The longhand struct literals below remain valid; reach for them when you need content a constructor does not cover, such as mixing text and images in one message.

Continue a conversation

A multi-turn conversation is a growing []llm.Message. Append the assistant's reply, then the next user message, and send the whole slice again. The library is stateless, so the history you keep is the conversation.

messages := []llm.Message{
    llm.UserText("Name a Go web framework."),
}

for _, turn := range []string{"And one for CLIs?", "Which is older?"} {
    reply, err := llm.Complete(ctx, model,
        llm.Context{Messages: messages}, llm.StreamOptions{})
    if err != nil {
        log.Fatal(err)
    }
    messages = append(messages, &reply)            // record the answer
    messages = append(messages, llm.UserText(turn)) // ask the follow-up
}

Append &reply (a pointer) so the assistant turn keeps the type the library needs to replay it. A SystemPrompt set on the Context applies to every turn without being stored in the message history.

Image input

Multimodal models accept images alongside text in a user message. Provide the raw bytes as base64 with their MIME type:

raw, err := os.ReadFile("screenshot.png")
if err != nil {
    log.Fatal(err)
}
input := llm.Context{Messages: []llm.Message{
    &llm.UserMessage{Content: []llm.UserContent{
        &llm.TextContent{Text: "Describe the problem shown in this screenshot."},
        &llm.ImageContent{
            MIMEType: "image/png",
            Data:     base64.StdEncoding.EncodeToString(raw),
        },
    }},
}}

A model declares image support through Model.Input.

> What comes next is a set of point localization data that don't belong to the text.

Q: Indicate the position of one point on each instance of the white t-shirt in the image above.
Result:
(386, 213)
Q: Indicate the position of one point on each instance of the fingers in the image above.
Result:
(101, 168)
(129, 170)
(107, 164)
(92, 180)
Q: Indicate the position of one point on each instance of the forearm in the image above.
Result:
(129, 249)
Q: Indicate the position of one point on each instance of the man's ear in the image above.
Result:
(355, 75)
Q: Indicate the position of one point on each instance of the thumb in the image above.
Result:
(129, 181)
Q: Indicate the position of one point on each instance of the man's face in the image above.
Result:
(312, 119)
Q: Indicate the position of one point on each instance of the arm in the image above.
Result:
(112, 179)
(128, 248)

When a history containing images is sent to a text-only model, images are replaced with a short placeholder automatically.

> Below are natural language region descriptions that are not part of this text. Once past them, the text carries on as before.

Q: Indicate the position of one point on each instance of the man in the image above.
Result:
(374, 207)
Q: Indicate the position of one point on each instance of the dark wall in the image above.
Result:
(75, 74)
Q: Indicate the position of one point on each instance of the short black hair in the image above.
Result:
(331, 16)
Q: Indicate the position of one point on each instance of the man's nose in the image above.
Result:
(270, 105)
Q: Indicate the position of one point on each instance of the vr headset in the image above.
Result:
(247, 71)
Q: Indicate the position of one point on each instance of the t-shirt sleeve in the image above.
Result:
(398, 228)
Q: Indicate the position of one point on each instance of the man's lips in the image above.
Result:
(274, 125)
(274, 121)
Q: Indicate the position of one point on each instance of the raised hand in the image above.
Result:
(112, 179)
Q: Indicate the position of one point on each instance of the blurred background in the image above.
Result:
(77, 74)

Switch models between turns

Before each request, the library adapts stored history for the target model. It downgrades images for text-only models, preserves reasoning signatures where compatible, downgrades or removes incompatible reasoning, and normalizes tool call identifiers.

The two models below even speak different wire protocols — DeepSeek is OpenAI-compatible, MiniMax CN is Anthropic-compatible — yet the history slice is reused as-is. Register both provider packages, since each protocol has its own adapter:

import (
    "github.com/ktsoator/or/llm"
    _ "github.com/ktsoator/or/llm/anthropic" // MiniMax CN (Anthropic-compatible)
    _ "github.com/ktsoator/or/llm/openai"    // DeepSeek (OpenAI-compatible)
)

ctx := context.Background()
draft := llm.GetModel("deepseek", "deepseek-v4-flash")   // openai-completions
review := llm.GetModel("minimax-cn", "MiniMax-M2.7")      // anthropic-messages

messages := []llm.Message{
    llm.UserText("Compute 25 * 18 and explain the steps."),
}

first, err := llm.Complete(ctx, draft,
    llm.Context{Messages: messages}, llm.StreamOptions{})
if err != nil {
    log.Fatal(err)
}
messages = append(messages, &first)
messages = append(messages, llm.UserText("Check the calculation above for mistakes."))

second, err := llm.Complete(ctx, review,
    llm.Context{Messages: messages}, llm.StreamOptions{})
if err != nil {
    log.Fatal(err)
}

This needs DEEPSEEK_API_KEY and MINIMAX_CN_API_KEY in the environment. See the runnable model_switch example for the complete program.

TransformMessages performs this adaptation and is exported for callers that need to inspect the exact history a model would receive.

Save and restore conversations

Context serializes to self-describing JSON: messages carry a role and content blocks carry a type, so JSON round-trips into concrete message and content types without manual dispatch.

data, err := json.MarshalIndent(llm.Context{Messages: messages}, "", "  ")
if err != nil {
    log.Fatal(err)
}
if err := os.WriteFile("conversation.json", data, 0o644); err != nil {
    log.Fatal(err)
}

raw, err := os.ReadFile("conversation.json")
if err != nil {
    log.Fatal(err)
}
var restored llm.Context
if err := json.Unmarshal(raw, &restored); err != nil {
    log.Fatal(err)
}

restored.Messages is ready to extend and replay against any model.

Serialized history is sensitive data

A serialized Context can contain user input, tool results (which may embed fetched documents or credentials), and provider reasoning signatures. Treat the JSON as sensitive: do not log it wholesale, and store or transmit it with the same care as the underlying data.